C’est le premier ministre qui décide ultimement d’offrir ou non des funérailles nationales. Cette décision peut s’appuyer sur une recommandation du chef du Protocole, en l’occurrence en ce moment Dominic Marcotte, sous-ministre adjoint au ministère des Relations internationales et de la Francophonie. Mais selon Christine St-Pierre, qui a été ministre de la Culture, des Communications et de la Condition féminine, de même que ministre des Relations internationales et de la Francophonie, le Protocole se range plutôt aux souhaits du cabinet du premier ministre. Il n’y a pas de critères précis ou de grille d’analyse. La pression populaire et les coûts associés influencent la décision.
Combien coûtent des funérailles nationales? Le cas de René Angélil qui a soulevé une polémique en 2016 est instructif à ce sujet (TVA). Après son décès, Productions Feeling envoya une facture d’environ 700 000$ que le gouvernement refusa de payer. Le ministère des Relations internationales émit finalement un chèque de 49 770$. Les frais payés par le gouvernement couvrent généralement le photographe officiel, les fleurs, l’avis de décès, le registre de condoléances et le drapeau du Québec.
La cérémonie d’hommage national
Moins protocolaire que les funérailles nationales, la cérémonie d’hommage national est une formule récente qui revêt un caractère laïc et s’éloigne de la religion. C’est le choix fait par la famille de Lise Payette en 2018 où la cérémonie se déroula au cinéma Impérial de Montréal. C’est la seule personnalité politique féminine à avoir reçu un tel hommage. Ce qui fait un total de deux femmes qui ont été officiellement reconnues pour la postérité par l’État!
Le caractère laïc de la cérémonie suscite encore aujourd’hui un débat, mais le Parti Québécois s’est récemment rangé derrière les volontés de la famille.
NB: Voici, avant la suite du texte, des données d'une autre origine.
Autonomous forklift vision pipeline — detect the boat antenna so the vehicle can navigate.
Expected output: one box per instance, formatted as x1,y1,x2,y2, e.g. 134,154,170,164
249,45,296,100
Quel rôle joue l’Église dans une société qui se veut laïque?
Enfin, les cérémonies d’hommage national constituent un honneur moins formel qui peut s’appliquer à des groupes comme les victimes de la Covid-19.
Cet aperçu des différentes funérailles organisées par l’État québécois nous montre la nécessité d’établir plus de clarté dans les critères d’attribution et, surtout, plus d’équité entre les hommes et les femmes. La population attend du gouvernement une politique cohérente et juste pour toutes et tous. Il faut que les femmes remarquables qui ont grandement contribué à l’avancement et au rayonnement de la société québécoise cessent d’être invisibles aux yeux de l’État.
Il est anormal que des reconnaissances d’État relèvent de l’arbitraire. Des critères clairs, prédéfinis par un conseil d’experts et assujettis à une grille d’analyse permettraient à un comité, lequel se devrait d’être neutre et non partisan, de décider rapidement de la nature de la reconnaissance à accorder à une personnalité publique défunte et du cadre administratif accordé : funérailles d’État, funérailles nationales ou cérémonies d’hommage national. La population du Québec est en droit d’attendre que ces décisions soient non partisanes et fondées sur des valeurs connues.